Washington, D.C., partner Rob McCann was quoted in the Health Law Reporter on the U.S. Supreme Court’s decision in FTC v. Phoebe Putney Health System Inc.

The court ruled that the acquisition of Palmyra Park Hospital in Albany, Ga., by Phoebe Putney Health System (PPHS) was not immune from antitrust scrutiny under the state action doctrine. The high court found the doctrine did not apply because the Georgia Legislature did not “clearly articulate and affirmatively express a public policy to displace competition” for hospital services when it adopted a law giving county hospital authorities the power to acquire area hospitals.

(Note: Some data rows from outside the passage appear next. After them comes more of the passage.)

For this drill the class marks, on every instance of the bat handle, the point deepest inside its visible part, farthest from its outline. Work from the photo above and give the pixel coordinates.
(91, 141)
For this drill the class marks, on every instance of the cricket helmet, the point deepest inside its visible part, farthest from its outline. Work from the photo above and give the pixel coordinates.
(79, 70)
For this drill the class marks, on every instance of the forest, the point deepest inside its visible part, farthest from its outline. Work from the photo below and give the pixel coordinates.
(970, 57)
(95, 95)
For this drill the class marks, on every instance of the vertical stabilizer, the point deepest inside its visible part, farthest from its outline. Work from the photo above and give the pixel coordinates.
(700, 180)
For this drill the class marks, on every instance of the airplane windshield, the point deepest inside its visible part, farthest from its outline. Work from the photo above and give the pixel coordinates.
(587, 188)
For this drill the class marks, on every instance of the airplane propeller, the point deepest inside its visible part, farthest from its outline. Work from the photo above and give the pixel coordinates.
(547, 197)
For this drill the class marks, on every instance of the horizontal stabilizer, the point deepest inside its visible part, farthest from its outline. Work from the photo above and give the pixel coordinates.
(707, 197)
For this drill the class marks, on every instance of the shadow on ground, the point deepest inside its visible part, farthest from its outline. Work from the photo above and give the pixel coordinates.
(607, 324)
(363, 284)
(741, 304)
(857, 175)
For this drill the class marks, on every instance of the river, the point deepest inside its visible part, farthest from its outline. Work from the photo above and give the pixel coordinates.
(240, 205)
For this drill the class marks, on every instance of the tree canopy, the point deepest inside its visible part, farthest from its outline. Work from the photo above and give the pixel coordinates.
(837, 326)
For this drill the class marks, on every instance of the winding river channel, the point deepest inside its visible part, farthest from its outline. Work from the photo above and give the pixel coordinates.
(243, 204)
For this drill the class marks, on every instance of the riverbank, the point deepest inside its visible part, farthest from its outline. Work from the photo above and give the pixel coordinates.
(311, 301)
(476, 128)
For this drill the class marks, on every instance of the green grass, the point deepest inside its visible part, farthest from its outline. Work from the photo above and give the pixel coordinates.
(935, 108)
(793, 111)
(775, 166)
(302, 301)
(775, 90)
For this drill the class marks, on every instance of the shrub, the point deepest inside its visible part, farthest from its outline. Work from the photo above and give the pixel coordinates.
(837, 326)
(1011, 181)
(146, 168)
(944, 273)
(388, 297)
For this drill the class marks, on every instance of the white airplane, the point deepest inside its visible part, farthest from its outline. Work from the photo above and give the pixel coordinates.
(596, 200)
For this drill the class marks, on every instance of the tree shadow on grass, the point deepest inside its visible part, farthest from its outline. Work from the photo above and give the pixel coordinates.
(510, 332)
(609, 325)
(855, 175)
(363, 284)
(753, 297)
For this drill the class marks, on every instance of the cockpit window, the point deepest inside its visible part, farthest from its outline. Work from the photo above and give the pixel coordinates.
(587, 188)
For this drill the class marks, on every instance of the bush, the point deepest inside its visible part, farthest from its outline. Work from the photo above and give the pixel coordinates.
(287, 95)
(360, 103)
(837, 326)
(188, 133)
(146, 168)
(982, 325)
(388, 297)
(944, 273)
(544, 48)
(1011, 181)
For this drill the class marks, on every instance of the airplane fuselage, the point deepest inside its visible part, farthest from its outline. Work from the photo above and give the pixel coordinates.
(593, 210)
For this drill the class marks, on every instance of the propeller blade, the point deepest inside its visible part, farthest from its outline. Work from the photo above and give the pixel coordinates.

Rob commented that the ruling, although not unexpected, is a significant victory for the FTC. “I think there has always been a concern at the FTC with the possibility that hospitals would find ways to use the state action doctrine to end-run the Clayton Act—as was the perception with ‘certificate of public convenience' laws,” he said.

“However, I don't think the Supreme Court's result is at all that surprising given the disfavor into which the state action doctrine has fallen,” he added. “I was always surprised that the 11th Circuit had come down in favor of the state action argument in this case because the Eleventh Circuit rejected a virtually identical argument in FTC v University Health Inc., 938 F.2d 1206 (11th Cir. 1991), over 20 years ago.”

The high court’s decision is particularly noteworthy for its unanimity.